Mais c’est bien là tout le bénéfice retiré d’une option que l’on comprend mal. Et dont Batshuayi, après son doublé face à l’Islande doit encore moins saisir les subtilités en ce soir de douche froide sur la délégation belge. Certes l’attaquant de Valence ne traverse pas la meilleure période de sa carrière sur le plan psychologique en étant parfois même relégué dans les tribunes de l’Estadio de Mestalla, mais son profil de buteur (12 goals en 22 sélections) et son gabarit plaidaient largement pour lui dans le rôle de substitution à un Lukaku blessé et retourné depuis jeudi soir à Manchester. Le sélectionneur national lui a voté une motion de défiance et pour la deuxième fois après les Pays-Bas, la Suisse lui a démontré l’inefficacité de cette option.

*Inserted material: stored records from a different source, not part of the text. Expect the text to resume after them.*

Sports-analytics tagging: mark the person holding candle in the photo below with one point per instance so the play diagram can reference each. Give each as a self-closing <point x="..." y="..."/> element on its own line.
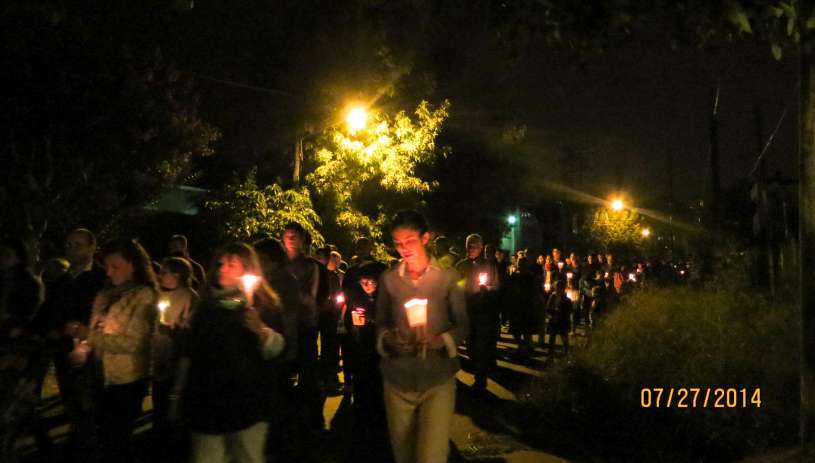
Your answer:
<point x="419" y="390"/>
<point x="121" y="326"/>
<point x="225" y="384"/>
<point x="480" y="278"/>
<point x="369" y="426"/>
<point x="559" y="309"/>
<point x="177" y="301"/>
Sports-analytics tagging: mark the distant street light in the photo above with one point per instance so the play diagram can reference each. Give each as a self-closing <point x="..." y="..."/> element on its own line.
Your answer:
<point x="357" y="119"/>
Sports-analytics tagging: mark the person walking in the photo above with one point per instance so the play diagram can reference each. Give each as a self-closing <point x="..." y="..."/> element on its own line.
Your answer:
<point x="419" y="362"/>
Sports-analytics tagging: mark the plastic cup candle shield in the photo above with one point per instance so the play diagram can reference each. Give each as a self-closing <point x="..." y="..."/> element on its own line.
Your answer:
<point x="416" y="310"/>
<point x="482" y="279"/>
<point x="358" y="316"/>
<point x="250" y="282"/>
<point x="162" y="311"/>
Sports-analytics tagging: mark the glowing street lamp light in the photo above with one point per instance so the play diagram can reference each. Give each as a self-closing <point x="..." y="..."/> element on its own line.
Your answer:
<point x="357" y="119"/>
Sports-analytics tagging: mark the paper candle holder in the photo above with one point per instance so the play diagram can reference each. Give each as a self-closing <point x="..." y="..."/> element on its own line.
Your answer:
<point x="416" y="310"/>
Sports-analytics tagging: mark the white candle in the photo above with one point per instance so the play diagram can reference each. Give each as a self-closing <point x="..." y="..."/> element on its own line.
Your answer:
<point x="358" y="316"/>
<point x="416" y="312"/>
<point x="250" y="282"/>
<point x="162" y="311"/>
<point x="482" y="279"/>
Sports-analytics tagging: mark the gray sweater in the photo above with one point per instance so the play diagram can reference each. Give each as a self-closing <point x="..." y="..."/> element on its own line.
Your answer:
<point x="446" y="316"/>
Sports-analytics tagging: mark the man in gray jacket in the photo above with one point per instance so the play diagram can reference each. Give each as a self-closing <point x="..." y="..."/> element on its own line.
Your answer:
<point x="421" y="318"/>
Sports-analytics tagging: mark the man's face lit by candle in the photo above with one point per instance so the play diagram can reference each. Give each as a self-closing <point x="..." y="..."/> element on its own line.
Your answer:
<point x="410" y="244"/>
<point x="368" y="285"/>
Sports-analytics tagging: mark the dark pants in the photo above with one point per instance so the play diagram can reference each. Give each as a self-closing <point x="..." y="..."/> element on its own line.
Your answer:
<point x="161" y="408"/>
<point x="562" y="330"/>
<point x="308" y="399"/>
<point x="78" y="390"/>
<point x="485" y="329"/>
<point x="119" y="409"/>
<point x="329" y="347"/>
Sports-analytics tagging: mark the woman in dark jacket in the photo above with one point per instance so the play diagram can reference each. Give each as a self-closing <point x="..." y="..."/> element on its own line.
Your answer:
<point x="228" y="371"/>
<point x="369" y="437"/>
<point x="21" y="292"/>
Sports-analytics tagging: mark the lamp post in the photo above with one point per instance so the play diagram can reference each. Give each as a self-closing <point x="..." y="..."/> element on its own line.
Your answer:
<point x="512" y="220"/>
<point x="356" y="118"/>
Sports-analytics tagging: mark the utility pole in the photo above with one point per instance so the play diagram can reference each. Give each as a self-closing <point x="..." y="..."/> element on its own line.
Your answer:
<point x="670" y="155"/>
<point x="713" y="160"/>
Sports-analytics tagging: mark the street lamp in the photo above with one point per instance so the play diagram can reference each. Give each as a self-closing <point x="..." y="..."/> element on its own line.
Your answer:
<point x="357" y="119"/>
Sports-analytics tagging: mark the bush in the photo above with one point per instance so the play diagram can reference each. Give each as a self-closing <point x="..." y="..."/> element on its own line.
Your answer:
<point x="679" y="338"/>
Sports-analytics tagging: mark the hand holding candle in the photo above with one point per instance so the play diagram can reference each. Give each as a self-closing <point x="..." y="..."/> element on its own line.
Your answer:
<point x="358" y="316"/>
<point x="482" y="279"/>
<point x="162" y="312"/>
<point x="416" y="310"/>
<point x="250" y="282"/>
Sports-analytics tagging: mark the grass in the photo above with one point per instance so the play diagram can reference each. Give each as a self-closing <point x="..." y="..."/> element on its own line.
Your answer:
<point x="678" y="338"/>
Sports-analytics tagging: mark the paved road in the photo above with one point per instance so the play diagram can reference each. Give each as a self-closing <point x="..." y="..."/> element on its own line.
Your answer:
<point x="483" y="428"/>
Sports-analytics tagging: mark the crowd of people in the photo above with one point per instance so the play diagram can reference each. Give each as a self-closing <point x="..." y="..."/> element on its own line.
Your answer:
<point x="238" y="360"/>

Une occasion manquée pour la génération dorée de garder le rythme du Mondial 2018 sur la route de l’Euro 2020

Que retenir du parcours des Diables si ce n’est la dégelée subie à Lucerne et les conséquences extrêmement lourdes du bilan chiffré qui aurait pourtant dû lui valoir d’être la seule des 55 nations engagées à franchir la ligne d’arrivée avec un total de 12 points sur 12 ? Cette participation au premier Final Four aurait été particulièrement bien accueillie par le vestiaire des Diables et par le coach fédéral qui y auraient vu la possibilité d’obtenir ce que les différents tirages au sort des phases éliminatoires successives ont trop refusé à la Belgique : des adversaires du top européen à intervalles réguliers. Ce mois de juin 2019 servira finalement à tuer le temps comme lors des années impaires sans Euro ou Coupe du monde, en perdant l’essentiel de la consistance que lui aurait conféré un séjour sur le territoire portugais, sur 5 au 9 juin, en compagnie du Portugal, de l’Angleterre, les deux premiers qualifiés avec la Suisse. En attendant les Pays-Bas ou la France.

À un an de l’Euro 2020 et au milieu d’une phase qualificative dont on peut déjà présager de sa monotonie, voilà qui aurait contribué à garder le rythme de la Coupe du monde avant l’objectif secret des Diables. La tournée triomphale de l’été est terminée : l’heure est désormais à la remise en question.